Good article, Heydon. I particularly like how you define “inclusive design” as “designing things for people who aren’t you, in your situation”. The name “inclusive design” reminds designers and developers of the constant risk of excluding people.

Taylor Hunt

No one benefits from low contrast; everyone benefits from high contrast.

I did run into an issue where a dyslexic user found high-contrast harder to read, but the most we could do there was adding hooks for lower-contrast user styles. Frustrating, though. This is apparently an old issue, but I wasn’t sure what the best way of handling it was.

Gunnar Bittersmann

Great article on inclusive design. What I did expect from you, Heydon. ;-)

A sidenote on what I did not expect: “Naming things is hard. […] CSS class names”

There’s no such thing as ‘CSS classes’—at least there shouldn’t be. Classes are a construct in HTML to further describe the content when element types are not enough. Classes have nothing to do with styling in the first place.

HTML classes can later be used for styling, of course.

When you say “CSS classes” you mean classes solely for the purpose of styling, i.e. you mean inline styles, you mean presentational markup.

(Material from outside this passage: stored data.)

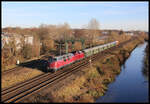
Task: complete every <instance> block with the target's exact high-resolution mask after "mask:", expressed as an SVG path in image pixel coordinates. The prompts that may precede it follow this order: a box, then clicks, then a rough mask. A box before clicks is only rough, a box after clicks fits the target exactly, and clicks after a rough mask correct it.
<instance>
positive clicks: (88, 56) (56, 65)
mask: <svg viewBox="0 0 150 104" xmlns="http://www.w3.org/2000/svg"><path fill="white" fill-rule="evenodd" d="M118 44H119V41H114V42H110V43H107V44H104V45H99V46H95V47H92V48H88V49H84V50H82V51H75V52H71V53H67V54H64V55H60V56H55V57H52V56H50V57H49V58H48V64H47V68H46V70H47V71H52V72H56V71H57V70H59V69H61V68H63V67H65V66H67V65H70V64H72V63H74V62H76V61H79V60H82V59H83V58H86V57H90V56H92V55H94V54H97V53H99V52H101V51H104V50H106V49H108V48H111V47H114V46H117V45H118Z"/></svg>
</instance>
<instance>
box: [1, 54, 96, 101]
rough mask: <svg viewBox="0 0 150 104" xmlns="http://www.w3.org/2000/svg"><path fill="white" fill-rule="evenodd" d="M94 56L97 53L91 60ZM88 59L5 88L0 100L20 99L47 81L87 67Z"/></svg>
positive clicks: (57, 77) (44, 85)
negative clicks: (75, 63)
mask: <svg viewBox="0 0 150 104" xmlns="http://www.w3.org/2000/svg"><path fill="white" fill-rule="evenodd" d="M95 58H97V55H95V57H94V56H93V57H92V60H94V59H95ZM88 60H89V58H87V59H86V60H84V61H82V62H81V61H80V62H79V63H76V65H74V67H72V68H71V69H69V70H68V68H65V69H64V70H60V71H59V72H58V73H55V74H50V73H46V74H43V75H41V76H39V77H36V78H35V79H34V80H33V79H32V80H30V81H26V82H25V83H22V84H19V85H17V86H14V87H11V88H8V89H5V90H3V91H2V101H3V102H17V101H20V100H21V99H22V98H24V96H25V95H26V94H27V95H28V96H29V95H31V94H33V93H32V92H35V91H38V90H39V89H41V88H45V86H48V85H49V83H54V82H56V81H57V80H58V79H59V80H60V79H62V78H64V77H66V76H68V75H70V74H72V73H73V72H76V71H79V68H83V67H85V66H86V67H87V64H88V63H89V61H88ZM37 79H38V80H37ZM31 83H32V84H31ZM26 97H27V96H26Z"/></svg>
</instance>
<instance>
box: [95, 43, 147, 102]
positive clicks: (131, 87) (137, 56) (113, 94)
mask: <svg viewBox="0 0 150 104" xmlns="http://www.w3.org/2000/svg"><path fill="white" fill-rule="evenodd" d="M146 44H147V43H144V44H142V45H139V46H138V47H137V48H135V49H134V50H133V51H132V53H131V55H130V57H129V58H128V59H127V60H126V62H125V64H124V65H122V67H121V70H122V71H121V73H120V74H119V75H118V76H117V77H116V80H115V81H114V82H113V83H111V84H109V85H108V91H107V92H106V94H105V95H104V96H102V97H100V98H99V99H97V100H96V102H148V101H149V100H148V95H149V93H148V92H149V91H148V89H149V86H148V83H149V82H148V79H147V78H146V77H145V76H144V74H143V73H142V68H143V65H144V64H143V60H144V54H145V52H144V49H145V47H146Z"/></svg>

Yes, naming things is hard. Please don’t use the term “CSS classes” when you’re on the light side of separation of concerns.

Andrei Dacko

Well put Hayden. A fantastic and spot-on overview of inclusive design. Your article would serve as a beautiful complement to the work going at my alma mater OCADU and their Master of Design in Inclusive Design program as well as their Inclusive Design Research Centre.